Specifically developed for the treatment of PTSD. MDMA (3,4-methylenedioxymethamphetamine) acts as an empathogen/entactogen, producing a state of increased emotional openness, reduced fear response, and enhanced trust. This allows trauma patients to engage with traumatic material without the usual overwhelming anxiety and avoidance reaction. The MAPS protocol uses a male-female therapist pair approach across 3 medicine sessions (80-120mg MDMA + optional 40-60mg supplement dose) with 3 integration sessions between each. MDMA does not produce a classical psychedelic experience (no visual hallucinations) but rather enhances emotional processing and interpersonal connection. Phase 3 trials (MAPP1/MAPP2) showed a 71% response rate, and 67% of participants no longer met PTSD diagnostic criteria at 18 months.

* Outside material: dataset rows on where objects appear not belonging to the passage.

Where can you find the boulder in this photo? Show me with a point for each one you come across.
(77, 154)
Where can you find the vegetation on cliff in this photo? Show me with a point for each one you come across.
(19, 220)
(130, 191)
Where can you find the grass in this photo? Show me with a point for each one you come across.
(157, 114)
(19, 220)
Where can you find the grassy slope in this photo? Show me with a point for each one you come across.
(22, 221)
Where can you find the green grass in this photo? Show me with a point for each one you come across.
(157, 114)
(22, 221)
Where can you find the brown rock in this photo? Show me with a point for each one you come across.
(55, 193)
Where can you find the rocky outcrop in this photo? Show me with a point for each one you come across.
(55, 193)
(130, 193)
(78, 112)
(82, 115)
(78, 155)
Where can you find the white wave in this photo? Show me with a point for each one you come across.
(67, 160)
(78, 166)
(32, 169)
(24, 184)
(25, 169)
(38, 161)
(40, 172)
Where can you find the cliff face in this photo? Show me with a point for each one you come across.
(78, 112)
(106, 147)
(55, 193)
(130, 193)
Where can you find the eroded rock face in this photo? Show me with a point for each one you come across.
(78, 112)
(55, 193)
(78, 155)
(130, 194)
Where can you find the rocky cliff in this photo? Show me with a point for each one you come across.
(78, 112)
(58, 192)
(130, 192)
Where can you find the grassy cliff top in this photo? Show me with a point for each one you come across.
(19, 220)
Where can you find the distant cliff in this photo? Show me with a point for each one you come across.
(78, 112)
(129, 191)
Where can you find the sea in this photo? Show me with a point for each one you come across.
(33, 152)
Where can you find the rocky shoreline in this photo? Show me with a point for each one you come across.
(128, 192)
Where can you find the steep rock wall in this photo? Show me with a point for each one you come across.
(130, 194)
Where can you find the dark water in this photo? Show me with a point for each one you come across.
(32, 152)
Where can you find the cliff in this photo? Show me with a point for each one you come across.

Microdosing refers to the regular intake of sub-perceptual doses of psychedelics — typically 1/10 to 1/20 of a full dose (e.g., 0.1-0.3g dried psilocybin mushrooms or 5-20ug LSD). Two main protocols: (1) Fadiman Protocol — 1 day dose, 2 days off, over 4-8 weeks. (2) Stamets Stack — 4 days dose (combined with lion's mane and niacin), 3 days off, over 4 weeks. The evidence is mixed: self-reports consistently show improvements in mood, creativity, and focus, while blinded placebo-controlled studies have so far found no significant difference from placebo. This suggests a possible strong placebo/expectancy effect. Long-term safety data is lacking; theoretical concerns about chronic 5-HT2B agonism and cardiac valve changes exist but are unproven at microdose levels.

Indigenous healing traditions with psychoactive plants have a millennia-long history. Ayahuasca ceremonies (South America) use a DMT-containing brew with MAO inhibition from Banisteriopsis caapi. Iboga ceremonies (Central Africa, Bwiti tradition) use Tabernanthe iboga root bark. 5-MeO-DMT ceremonies use the secretion of the Bufo alvarius toad. Modern Western adaptations ('neo-shamanic ceremonies') often combine traditional elements with Western therapeutic frameworks. Clinical evidence is limited to observational studies and case series, but shows promising signals for depression treatment (ayahuasca) and addiction treatment (ibogaine). Important safety concerns: ayahuasca has strict medication interactions (MAOIs), ibogaine carries life-threatening cardiac risks, and ceremony quality varies widely depending on the facilitator.